Gold and silver prices in India remained elevated through most of December 2025, supported by a mix of global safe-haven demand, currency effects and central bank buying, before correcting sharply in the final days of the month as profit-taking and year-end rebalancing set in. Domestic 24K gold traded comfortably above the ₹14,000 per gram mark for much of the last week of December, touching highs near ₹14,242 per gram on December 27–29, but momentum faded quickly thereafter. Prices fell to around ₹13,620 on December 30 and settled near ₹13,588 by December 31, marking a steep decline of about 4.5% in the final stretch of the month. Correspondingly, 22K gold ended December near ₹12,455 per gram and 18K around ₹10,191. Silver followed a similar pattern, rising earlier in the month on safe-haven inflows before softening toward the end as risk appetite improved in equities and speculative positions were unwound
The late-month correction was primarily driven by aggressive profit-booking after a strong rally. Gold had posted substantial gains earlier in the year, leaving prices technically overbought, with momentum indicators such as the relative strength index moving above 70. This prompted traders and investors to lock in profits, especially as the calendar year drew to a close. In India, physical demand also tapered after the Diwali and wedding-season peak, reducing support from jewellery buying and encouraging dealers and investors to offload holdings as part of tax planning and portfolio rebalancing. Similar dynamics were visible globally, where COMEX data showed speculators trimming long positions after year-to-date gains of more than 25%, reinforcing the downward pressure into month-end. Despite the correction, gold’s broader tone in December remained resilient, underpinned by geopolitical and macroeconomic uncertainties. Early in the month, heightened tensions in the Middle East, continued risks around the Russia–Ukraine conflict, and intermittent friction involving Venezuela and US sanctions injected a risk premium into bullion prices, briefly pushing global spot gold above USD 4,400 per ounce. These developments supported safe-haven flows into gold-backed ETFs and sustained central bank interest. Global spot prices, while volatile, still ended December up around 3% on a monthly basis, easing from late-month highs to about USD 4,330 per ounce by early January 2026.

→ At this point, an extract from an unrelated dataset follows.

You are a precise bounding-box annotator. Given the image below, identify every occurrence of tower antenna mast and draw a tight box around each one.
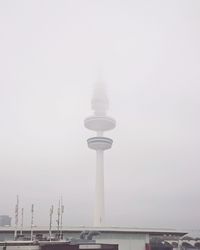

Currency movements played a critical role in shaping domestic prices. The sharp depreciation of the Indian rupee toward ₹90.8 per US dollar amplified local gold prices through most of December, effectively adding an import premium even when global prices softened. This currency effect helped insulate Indian gold prices from sharper declines earlier in the month. However, strength in the US dollar, with the dollar index holding above 108, capped international gains and eventually contributed to the late-month pullback in ounce-denominated prices. Falling crude oil prices helped ease import costs but were insufficient to offset the combined impact of profit-taking and stronger dollar dynamics. Central bank buying remained a structural support. Ongoing purchases by the RBI and other major central banks, including China, reinforced gold’s role as a long-term store of value amid de-dollarization trends and geopolitical uncertainty, even as short-term momentum faded. Overall, December 2025 for gold and silver was characterized by a classic pattern of early resilience followed by a sharp technical correction, leaving bullion prices lower at the margin but still elevated in a broader historical and strategic context heading into 2026.